Au sujet de ce rendez-vous électoral, le RCD réitère sa conviction que seules des consultations populaires libres peuvent amorcer le dénouement de la crise de légitimité et de crédibilité qui plombe le pays. Les velléités de constituer des réservoirs de voix, en utilisant des listes transmises par l’Armée et les services de sécurité, dans différentes régions du pays sont avérées. Elles serviront à gratifier des acteurs politiques adoubés par des chapelles. Cette démarche est aux antipodes de l’urgence d’un redressement national qui passe par un nouveau départ.

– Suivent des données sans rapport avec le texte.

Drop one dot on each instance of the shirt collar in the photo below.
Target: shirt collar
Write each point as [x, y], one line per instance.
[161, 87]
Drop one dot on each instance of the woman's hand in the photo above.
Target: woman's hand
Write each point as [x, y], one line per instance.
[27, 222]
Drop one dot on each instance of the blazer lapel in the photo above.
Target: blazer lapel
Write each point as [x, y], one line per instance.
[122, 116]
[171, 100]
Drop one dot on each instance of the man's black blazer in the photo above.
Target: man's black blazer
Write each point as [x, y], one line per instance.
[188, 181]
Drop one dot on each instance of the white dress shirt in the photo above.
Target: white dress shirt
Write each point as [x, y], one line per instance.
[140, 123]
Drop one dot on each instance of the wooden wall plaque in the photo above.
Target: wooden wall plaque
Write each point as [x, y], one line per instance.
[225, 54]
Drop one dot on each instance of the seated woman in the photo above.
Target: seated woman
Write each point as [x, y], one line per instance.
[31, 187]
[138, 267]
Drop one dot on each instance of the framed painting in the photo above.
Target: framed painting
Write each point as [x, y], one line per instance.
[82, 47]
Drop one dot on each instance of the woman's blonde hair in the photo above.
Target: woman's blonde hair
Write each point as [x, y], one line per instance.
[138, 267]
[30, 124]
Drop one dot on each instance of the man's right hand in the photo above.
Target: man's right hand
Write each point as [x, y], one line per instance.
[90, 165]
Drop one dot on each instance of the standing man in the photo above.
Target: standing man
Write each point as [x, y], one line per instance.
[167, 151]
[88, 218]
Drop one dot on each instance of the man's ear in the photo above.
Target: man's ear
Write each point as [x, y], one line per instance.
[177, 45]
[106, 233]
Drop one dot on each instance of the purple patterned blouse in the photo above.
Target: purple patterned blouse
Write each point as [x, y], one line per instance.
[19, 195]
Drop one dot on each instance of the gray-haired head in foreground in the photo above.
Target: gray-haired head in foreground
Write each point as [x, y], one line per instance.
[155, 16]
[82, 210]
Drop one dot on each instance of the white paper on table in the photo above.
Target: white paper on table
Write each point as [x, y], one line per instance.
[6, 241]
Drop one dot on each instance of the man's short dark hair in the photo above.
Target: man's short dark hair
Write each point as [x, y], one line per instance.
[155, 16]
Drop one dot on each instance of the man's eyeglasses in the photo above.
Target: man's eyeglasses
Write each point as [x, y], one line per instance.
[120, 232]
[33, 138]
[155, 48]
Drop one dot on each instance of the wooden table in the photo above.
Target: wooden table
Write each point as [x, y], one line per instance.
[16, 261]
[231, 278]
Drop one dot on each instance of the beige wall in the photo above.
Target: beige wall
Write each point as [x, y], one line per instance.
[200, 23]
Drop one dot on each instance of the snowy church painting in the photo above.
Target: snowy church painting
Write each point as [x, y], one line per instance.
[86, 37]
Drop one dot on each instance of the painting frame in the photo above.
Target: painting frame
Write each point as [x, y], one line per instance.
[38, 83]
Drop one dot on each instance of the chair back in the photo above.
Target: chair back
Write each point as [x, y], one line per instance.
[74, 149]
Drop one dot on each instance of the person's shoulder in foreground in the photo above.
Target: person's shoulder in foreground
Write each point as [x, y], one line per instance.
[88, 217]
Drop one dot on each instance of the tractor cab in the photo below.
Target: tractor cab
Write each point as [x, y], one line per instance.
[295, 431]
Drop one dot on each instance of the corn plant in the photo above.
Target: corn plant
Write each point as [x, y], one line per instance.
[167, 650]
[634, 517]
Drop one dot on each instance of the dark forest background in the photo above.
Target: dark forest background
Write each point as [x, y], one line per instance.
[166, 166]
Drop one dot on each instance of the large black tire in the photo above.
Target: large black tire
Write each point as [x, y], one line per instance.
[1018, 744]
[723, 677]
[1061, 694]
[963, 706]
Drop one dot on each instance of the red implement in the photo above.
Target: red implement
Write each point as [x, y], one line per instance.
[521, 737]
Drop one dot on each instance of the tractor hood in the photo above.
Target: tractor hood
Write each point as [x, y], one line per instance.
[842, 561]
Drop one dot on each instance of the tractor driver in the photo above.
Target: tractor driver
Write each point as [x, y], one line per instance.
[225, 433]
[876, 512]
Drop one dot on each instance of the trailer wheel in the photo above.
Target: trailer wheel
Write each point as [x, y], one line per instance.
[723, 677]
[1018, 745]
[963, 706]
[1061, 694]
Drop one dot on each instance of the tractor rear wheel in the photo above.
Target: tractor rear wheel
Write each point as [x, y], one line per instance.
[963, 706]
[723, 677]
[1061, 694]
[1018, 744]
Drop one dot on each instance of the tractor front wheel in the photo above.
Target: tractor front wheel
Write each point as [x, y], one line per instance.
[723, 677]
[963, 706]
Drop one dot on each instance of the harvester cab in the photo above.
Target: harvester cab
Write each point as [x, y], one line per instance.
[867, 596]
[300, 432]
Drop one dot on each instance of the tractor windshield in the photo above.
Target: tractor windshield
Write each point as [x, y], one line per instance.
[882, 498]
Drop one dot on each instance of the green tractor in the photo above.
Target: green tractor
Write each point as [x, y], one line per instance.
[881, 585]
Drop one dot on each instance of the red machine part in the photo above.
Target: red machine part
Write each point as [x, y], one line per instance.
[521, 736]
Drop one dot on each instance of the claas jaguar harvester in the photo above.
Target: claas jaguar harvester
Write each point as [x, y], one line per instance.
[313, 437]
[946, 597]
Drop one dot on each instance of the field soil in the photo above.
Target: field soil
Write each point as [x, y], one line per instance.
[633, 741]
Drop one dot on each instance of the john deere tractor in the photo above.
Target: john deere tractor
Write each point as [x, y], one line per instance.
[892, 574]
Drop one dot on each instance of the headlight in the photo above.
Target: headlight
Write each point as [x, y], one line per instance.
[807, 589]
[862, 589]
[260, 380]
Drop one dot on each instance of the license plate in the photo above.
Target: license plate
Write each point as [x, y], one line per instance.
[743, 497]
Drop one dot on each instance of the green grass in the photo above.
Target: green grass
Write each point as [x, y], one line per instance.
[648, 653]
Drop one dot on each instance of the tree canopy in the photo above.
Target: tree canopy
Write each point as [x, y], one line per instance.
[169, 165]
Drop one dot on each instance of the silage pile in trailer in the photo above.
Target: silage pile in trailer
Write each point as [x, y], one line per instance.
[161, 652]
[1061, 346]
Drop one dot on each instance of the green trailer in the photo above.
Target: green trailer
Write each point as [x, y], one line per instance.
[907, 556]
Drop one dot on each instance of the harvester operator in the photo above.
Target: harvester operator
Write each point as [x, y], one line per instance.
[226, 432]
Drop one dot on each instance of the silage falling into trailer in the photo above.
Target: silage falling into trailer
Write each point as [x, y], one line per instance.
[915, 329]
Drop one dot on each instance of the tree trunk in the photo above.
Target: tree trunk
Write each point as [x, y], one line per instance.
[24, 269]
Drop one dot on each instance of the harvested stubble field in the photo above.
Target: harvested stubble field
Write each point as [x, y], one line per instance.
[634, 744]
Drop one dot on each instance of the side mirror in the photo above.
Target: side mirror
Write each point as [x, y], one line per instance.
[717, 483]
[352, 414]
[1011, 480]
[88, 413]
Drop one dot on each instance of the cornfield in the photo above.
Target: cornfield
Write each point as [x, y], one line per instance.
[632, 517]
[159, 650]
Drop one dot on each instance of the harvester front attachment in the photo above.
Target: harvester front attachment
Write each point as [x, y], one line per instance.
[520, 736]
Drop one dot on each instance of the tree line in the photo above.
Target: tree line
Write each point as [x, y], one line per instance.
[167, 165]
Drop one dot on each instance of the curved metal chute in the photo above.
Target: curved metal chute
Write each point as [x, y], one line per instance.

Dans ce sens, le Rassemblement constate que la crise financière qui affecte les recettes de l’Etat ne finit pas de montrer au grand jour l’échec d’une gouvernance sans ambition pour le pays. Les orientations de la Loi de Finances 2017 qui fondent la recherche de l’équilibre budgétaire sur des charges supplémentaires pour les salariés, les petits entrepreneurs et commerçants, des coupes sombres dans l’investissement et les équipements et le maintien intact d’une jungle de dérogations fiscales et du train de vie de l’Etat, sont la marque d’une politique qui sanctionne les couches précaires et approfondit le divorce entre l’Etat et les citoyens. C’est, au demeurant, ce que confirment les mesures unilatérales sur le dossier des retraites du régime général. L’amendement de dernière minute apporté pour le maintien temporaire du droit au départ à la retraite après 32 années de service sans condition d’âge démontre qu’un tel dossier doit être traité dans sa globalité et avec tous les partenaires économiques et sociaux représentatifs, à commencer par ceux qui contestent ce fait du prince. Les résolutions de l’Intersyndicale qui consistent à prendre acte de cette mesure temporaire avant d’envisager de relancer le mouvement de protestation sont à saluer et démontrent que la seule voie possible est le dialogue le plus large avant de légiférer sur un dossier aussi sensible. Par contre, par son attitude qui consiste à utiliser les revendications des salariés du secteur industriel pour contester les staffs dirigeants des entreprises et empêcher toute jonction avec les autres syndicats, la direction de l’UGTA confirme, une fois de plus sa soumission au pouvoir exécutif.
Sur un autre plan, le spectacle offert aux délégations africaines lors de ce qui devait être un Forum africain pour l’investissement révèle la déliquescence éthique et le discrédit qui affectent les institutions. On ne peut nourrir l’ambition de conquérir le marché africain si la prédation, l’accaparation de la commande publique et la corruption rythment la vie économique du pays. Pourtant l’Algérie a tant besoin d’affirmer enfin son ancrage continental au lieu de poursuivre la chimère d’un espace arabo-musulman, virtuel, dominé par les considérations idéologiques au service de monarchies rétrogrades et de dictateurs soumis à la spéculation financière mondiale.
Enfin, le SN du RCD qui a alerté à maintes reprises sur la situation des détenus de la vallée du M’Zab dénonce le traitement policier infligé à la région. La neutralisation des acteurs politiques, connus et reconnus par les populations, par le moyen d’accusations infondées ne pouvait qu’ouvrir la voie aux manipulations et aux dérives. Le RCD interpelle une fois de plus l’autorité en charge de ce dossier pour décréter des mesures d’apaisement en faveur des détenus politiques et d’amorcer un dialogue pour la recherche de solutions durables au drame vécu par la région. En ce 68ème anniversaire de la journée internationale des droits de l’homme, le pays cumule, encore, entraves à la liberté d’organisation et de manifestations, répression, parodies de procès judicaires, atteintes aux droits sociaux et discriminations. Le traitement infligé aux migrants africains n’est digne ni des principes universels des droits de la personne humaine ni de notre histoire.